Erasca Inc (ERAS) is not a strong buy at the moment for a beginner investor with a long-term strategy. While the stock has positive catalysts and strong analyst support, the lack of recent financial growth, insider selling, and no significant trading signals suggest it is better to wait for more clarity on the company's clinical developments and financial performance.
The technical indicators are mixed. The MACD histogram is negative (-0.0913), indicating bearish momentum, while the RSI (56.124) is neutral. Moving averages are bullish (SMA_5 > SMA_20 > SMA_200), but the stock is trading close to its resistance level (R1: 15.896). Key support is at 13.237.

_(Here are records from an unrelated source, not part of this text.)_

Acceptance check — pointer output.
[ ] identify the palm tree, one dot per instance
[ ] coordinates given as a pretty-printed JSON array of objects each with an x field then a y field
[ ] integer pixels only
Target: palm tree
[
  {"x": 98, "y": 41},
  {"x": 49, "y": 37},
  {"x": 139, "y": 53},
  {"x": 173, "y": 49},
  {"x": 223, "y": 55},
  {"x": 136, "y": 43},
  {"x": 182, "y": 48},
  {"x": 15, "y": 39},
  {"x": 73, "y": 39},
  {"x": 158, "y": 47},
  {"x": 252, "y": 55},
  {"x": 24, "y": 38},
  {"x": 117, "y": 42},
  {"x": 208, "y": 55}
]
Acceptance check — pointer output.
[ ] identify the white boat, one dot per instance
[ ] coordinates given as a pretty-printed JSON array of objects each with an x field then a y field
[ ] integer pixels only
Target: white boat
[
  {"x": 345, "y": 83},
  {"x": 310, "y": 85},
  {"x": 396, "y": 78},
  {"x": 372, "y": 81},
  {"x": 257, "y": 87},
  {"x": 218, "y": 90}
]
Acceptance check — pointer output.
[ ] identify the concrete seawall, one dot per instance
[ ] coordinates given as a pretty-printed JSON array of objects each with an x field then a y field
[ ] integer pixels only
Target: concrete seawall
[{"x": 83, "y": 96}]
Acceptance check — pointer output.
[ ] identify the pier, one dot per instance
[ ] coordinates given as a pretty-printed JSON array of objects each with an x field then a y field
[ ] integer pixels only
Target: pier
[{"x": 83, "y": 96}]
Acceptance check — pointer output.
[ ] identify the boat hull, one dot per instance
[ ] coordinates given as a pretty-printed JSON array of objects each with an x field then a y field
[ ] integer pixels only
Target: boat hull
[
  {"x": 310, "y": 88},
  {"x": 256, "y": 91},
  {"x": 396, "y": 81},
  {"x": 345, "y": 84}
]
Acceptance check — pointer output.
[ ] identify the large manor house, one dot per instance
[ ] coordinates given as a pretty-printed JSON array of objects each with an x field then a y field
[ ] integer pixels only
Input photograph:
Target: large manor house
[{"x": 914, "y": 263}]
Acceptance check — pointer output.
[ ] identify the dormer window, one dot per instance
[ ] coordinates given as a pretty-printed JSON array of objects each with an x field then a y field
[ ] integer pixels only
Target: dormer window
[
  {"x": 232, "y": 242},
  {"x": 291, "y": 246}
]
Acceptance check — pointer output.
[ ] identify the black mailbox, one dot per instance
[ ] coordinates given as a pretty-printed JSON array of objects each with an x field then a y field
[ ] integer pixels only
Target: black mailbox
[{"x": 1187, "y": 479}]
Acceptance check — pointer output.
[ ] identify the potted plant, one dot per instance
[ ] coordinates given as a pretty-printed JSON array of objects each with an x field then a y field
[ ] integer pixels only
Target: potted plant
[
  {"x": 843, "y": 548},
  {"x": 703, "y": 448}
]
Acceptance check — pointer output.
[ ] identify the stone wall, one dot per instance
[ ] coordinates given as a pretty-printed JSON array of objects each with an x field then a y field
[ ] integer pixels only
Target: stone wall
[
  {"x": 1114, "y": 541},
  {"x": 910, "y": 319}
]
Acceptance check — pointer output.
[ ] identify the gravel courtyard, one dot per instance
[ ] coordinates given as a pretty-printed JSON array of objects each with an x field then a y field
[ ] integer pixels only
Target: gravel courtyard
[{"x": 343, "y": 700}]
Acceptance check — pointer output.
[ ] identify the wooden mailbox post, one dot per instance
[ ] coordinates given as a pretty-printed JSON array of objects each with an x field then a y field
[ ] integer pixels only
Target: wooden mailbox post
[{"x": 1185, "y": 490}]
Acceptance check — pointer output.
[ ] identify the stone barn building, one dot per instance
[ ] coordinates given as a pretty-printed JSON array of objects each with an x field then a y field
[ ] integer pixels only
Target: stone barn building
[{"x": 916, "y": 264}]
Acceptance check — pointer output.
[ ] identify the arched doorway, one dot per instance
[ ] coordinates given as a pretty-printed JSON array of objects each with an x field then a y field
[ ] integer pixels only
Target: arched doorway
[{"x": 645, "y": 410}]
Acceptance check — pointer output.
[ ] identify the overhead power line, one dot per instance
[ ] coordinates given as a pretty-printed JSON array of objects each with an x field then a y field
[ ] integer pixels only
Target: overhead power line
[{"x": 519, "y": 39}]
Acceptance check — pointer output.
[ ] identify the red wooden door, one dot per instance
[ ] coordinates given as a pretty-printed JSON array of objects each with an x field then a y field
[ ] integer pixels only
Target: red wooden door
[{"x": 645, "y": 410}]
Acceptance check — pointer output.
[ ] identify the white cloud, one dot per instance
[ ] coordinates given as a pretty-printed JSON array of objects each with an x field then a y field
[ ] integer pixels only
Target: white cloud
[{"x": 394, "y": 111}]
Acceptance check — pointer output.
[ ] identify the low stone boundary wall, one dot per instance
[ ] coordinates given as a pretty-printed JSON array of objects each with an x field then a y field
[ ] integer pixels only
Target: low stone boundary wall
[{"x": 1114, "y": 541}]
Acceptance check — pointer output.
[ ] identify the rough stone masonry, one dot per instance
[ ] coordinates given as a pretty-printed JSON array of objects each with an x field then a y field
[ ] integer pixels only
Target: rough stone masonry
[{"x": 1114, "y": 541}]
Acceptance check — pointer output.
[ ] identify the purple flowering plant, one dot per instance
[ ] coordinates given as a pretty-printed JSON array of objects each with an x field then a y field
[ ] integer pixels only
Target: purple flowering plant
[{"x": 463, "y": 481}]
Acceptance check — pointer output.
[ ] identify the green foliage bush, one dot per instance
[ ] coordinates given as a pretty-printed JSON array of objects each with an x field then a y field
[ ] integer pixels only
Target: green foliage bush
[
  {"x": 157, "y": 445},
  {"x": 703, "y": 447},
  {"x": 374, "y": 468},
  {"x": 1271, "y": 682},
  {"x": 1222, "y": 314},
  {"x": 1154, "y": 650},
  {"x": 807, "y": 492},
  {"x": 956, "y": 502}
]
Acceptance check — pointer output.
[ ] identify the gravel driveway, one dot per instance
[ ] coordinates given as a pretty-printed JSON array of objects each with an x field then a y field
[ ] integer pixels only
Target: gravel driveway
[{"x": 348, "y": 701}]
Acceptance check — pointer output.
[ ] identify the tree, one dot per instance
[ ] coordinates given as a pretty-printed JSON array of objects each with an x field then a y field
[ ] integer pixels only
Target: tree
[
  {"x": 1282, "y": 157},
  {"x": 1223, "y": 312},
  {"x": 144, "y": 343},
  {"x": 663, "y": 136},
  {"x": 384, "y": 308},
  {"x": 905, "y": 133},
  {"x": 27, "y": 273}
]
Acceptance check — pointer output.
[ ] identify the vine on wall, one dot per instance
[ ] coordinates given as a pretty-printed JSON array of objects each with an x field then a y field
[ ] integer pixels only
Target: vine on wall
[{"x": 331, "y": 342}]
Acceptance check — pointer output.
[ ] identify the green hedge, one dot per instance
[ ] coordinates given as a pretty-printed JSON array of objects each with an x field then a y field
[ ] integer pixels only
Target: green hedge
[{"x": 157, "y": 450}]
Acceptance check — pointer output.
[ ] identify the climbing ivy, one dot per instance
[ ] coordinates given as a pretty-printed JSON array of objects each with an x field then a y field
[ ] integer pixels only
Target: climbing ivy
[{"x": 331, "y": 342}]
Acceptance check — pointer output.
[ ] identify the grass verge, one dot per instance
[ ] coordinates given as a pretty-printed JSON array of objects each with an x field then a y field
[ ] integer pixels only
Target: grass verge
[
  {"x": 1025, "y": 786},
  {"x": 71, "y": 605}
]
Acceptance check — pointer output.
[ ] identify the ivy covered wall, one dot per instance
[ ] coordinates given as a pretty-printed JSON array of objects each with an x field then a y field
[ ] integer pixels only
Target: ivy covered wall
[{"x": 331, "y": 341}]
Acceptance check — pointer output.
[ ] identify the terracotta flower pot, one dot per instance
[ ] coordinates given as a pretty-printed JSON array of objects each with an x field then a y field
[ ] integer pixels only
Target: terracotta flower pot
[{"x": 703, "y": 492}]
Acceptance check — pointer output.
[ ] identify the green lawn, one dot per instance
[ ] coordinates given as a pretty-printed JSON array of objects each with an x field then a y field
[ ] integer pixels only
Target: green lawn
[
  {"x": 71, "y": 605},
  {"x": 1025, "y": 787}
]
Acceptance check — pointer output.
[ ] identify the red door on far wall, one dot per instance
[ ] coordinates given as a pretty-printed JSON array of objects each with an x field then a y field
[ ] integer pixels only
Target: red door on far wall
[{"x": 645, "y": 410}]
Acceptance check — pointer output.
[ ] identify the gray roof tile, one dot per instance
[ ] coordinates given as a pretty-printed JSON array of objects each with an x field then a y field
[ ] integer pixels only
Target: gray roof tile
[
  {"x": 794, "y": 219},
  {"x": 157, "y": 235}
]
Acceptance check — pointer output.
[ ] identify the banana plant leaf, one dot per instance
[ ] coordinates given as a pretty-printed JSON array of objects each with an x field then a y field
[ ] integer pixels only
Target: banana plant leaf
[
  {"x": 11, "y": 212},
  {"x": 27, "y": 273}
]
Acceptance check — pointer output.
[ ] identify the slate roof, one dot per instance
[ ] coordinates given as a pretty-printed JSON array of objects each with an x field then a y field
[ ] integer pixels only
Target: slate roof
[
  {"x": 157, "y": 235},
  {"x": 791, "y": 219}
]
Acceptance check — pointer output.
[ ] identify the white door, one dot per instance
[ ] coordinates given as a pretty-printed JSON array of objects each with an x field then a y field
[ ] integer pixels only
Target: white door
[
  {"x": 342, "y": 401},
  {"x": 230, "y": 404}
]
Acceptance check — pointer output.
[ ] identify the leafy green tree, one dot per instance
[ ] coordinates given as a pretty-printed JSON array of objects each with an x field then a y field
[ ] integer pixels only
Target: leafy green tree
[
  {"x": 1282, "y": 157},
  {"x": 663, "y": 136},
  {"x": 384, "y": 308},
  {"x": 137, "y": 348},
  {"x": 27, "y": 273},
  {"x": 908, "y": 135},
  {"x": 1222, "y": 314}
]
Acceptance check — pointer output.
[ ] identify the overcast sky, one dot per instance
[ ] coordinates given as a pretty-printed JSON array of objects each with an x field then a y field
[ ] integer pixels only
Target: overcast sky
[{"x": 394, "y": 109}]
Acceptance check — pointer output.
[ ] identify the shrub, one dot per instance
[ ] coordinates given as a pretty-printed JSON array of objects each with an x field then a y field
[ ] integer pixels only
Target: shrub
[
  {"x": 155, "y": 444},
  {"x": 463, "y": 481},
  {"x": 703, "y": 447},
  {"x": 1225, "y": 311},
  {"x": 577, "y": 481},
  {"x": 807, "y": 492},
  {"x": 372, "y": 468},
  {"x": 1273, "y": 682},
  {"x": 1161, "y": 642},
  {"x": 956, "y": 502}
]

Strong analyst support with multiple price target increases (ranging from $10 to $
and positive sentiment around the potential of ERAS-
Large addressable market for RAS-mutant cancer treatments, with analysts expecting differentiation and competitive clinical profiles.
Clinical trial and supply agreement with Tango Therapeutics, enhancing combination therapy flexibility.
Insider selling by the Chief Medical Officer, reducing her direct holdings to zero.
Financial performance shows no revenue growth and a decline in net income and EPS in Q4
No recent congress trading data or significant hedge fund activity.
In Q4 2025, the company reported no revenue growth (0% YoY), a net income decline to -$29.09M (-9.74% YoY), and a drop in EPS to -0.1 (-9.09% YoY). Gross margin remains at 0%.
Analysts are highly optimistic, with multiple firms raising price targets significantly. JPMorgan, Guggenheim, and others highlight the potential of ERAS-0015 and the large addressable market. The consensus rating is Overweight/Buy.